The BBC similarly wondered what Musk’s “curious fixation” was with Britain, noting that one of the 30-odd daily arrests in England ended in “a three-month jail sentence for a person who posted a meme along with the caption ‘let’s [expletive] riot’” last year. British state media could equally have cited a case of 40-year-old David Wootton, convicted for going to a Halloween party dressed as suicide bomber Salman Abedi, or the Derbyshire student who called someone a “Polish twat,” or the Bedfordshire resident arrested for saying being “pansexual” was “not a thing,” or dozens of other preposterous cases. There haven’t been releases of scary surveillance video of “kidnapped” Halloween partiers, which makes one wonder why the American press is willing to embrace Khalil as a speech martyr but not Julian Assange or Linehan or the retired German army sergeant arrested for calling Vice Chancellor Robert Habeck a Schwachkopf, which apparently translates as “dunderhead” or “moron.” In the U.K., these dumb arrests are inevitable because the law under which Linehan was detained, for instance, is based on whether or not the complainant felt “alarm” or “abuse.” Like many American campus speech codes, it’s a harm standard where injury doesn’t have to be proven, just asserted. Instituting a criminal law in the U.S. using that concept would be a radical step for us, but less so in Europe, which has been moving in that direction for a while.

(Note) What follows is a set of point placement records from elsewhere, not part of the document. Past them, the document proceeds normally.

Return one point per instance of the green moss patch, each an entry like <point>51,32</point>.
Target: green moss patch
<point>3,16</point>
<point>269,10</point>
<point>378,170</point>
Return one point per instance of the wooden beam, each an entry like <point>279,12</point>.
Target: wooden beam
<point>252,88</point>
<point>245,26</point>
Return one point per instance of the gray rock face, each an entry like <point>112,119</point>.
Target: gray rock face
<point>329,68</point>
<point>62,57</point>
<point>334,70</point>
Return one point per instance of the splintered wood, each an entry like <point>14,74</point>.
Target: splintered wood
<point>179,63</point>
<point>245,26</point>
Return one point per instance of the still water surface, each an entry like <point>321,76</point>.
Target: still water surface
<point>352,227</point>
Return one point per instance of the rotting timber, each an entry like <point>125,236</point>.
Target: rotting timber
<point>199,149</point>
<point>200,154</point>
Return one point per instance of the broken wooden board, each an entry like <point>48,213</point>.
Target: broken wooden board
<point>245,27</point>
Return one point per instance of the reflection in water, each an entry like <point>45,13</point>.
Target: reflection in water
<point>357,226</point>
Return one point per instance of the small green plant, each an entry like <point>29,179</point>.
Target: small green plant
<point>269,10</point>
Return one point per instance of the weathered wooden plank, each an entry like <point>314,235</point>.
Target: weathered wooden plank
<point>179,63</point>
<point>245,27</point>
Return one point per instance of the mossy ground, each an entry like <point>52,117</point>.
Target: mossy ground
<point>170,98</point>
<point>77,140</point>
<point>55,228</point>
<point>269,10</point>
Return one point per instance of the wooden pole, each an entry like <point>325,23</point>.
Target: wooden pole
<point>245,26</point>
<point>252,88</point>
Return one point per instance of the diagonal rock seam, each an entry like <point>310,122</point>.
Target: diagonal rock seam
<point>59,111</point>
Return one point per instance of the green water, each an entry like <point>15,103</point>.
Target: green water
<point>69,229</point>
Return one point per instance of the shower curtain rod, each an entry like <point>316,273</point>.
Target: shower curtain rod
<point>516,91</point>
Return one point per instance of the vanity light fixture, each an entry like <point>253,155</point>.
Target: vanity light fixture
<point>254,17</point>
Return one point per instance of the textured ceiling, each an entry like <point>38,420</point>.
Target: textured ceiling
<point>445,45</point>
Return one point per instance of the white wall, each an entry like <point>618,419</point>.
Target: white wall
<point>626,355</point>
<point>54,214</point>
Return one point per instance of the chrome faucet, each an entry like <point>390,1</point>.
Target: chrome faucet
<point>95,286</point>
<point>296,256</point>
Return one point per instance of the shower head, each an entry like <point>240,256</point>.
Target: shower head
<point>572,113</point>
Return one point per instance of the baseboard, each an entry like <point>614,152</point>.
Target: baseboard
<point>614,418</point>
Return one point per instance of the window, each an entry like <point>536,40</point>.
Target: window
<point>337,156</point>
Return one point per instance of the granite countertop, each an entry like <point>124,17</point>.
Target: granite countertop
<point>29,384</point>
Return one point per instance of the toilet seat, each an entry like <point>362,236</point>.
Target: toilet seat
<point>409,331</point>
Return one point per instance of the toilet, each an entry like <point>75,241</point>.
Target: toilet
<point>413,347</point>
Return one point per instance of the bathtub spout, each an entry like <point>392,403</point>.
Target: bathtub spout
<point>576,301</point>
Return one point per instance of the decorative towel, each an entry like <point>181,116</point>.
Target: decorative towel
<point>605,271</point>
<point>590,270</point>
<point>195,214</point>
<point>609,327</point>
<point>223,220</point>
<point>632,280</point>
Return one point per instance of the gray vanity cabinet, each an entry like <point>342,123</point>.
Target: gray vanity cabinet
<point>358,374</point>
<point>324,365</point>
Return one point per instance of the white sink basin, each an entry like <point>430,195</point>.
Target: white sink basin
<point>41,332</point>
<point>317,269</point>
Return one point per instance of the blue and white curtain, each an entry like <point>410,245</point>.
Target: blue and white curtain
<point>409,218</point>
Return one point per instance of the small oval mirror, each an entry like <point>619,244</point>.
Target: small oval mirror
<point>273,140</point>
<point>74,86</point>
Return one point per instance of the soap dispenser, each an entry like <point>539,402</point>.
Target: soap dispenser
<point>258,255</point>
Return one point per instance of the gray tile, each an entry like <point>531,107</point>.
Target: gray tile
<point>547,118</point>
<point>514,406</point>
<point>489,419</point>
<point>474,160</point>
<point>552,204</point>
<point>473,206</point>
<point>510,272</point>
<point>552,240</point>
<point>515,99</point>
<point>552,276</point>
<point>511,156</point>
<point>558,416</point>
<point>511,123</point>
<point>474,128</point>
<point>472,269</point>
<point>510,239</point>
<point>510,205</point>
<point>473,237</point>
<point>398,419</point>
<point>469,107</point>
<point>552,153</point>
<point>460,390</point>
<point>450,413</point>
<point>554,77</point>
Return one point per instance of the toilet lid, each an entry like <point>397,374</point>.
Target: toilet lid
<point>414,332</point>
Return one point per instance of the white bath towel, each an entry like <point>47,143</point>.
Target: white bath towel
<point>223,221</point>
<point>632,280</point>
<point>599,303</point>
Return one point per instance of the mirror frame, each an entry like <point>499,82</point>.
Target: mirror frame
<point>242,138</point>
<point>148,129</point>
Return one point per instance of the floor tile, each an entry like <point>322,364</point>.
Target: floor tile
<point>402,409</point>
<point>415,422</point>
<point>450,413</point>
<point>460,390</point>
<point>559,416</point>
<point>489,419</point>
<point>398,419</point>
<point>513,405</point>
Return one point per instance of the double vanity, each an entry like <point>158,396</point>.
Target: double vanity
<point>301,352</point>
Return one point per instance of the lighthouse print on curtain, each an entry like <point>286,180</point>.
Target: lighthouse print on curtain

Given the pattern of tightening enforcement following each controversial election, a guess is Europe’s present is America’s ghost of Christmas future. That doesn’t mean allowing Trump to ride roughshod over the Constitution, but there’s reason to see conflict between the former allies as a positive. So long as they’re not uniting to sideline the “thorny” First Amendment, we’ll remain a step removed from the worst-case scenario, which looked pretty possible if not likely a year ago. Or are we overhyping the dystopian character of Europe’s new laws? Comments from Racket’s European readers are welcome. In the meantime, thanks to Freddie and Unherd, and let’s hope our two countries are not locked together in a downward spiral.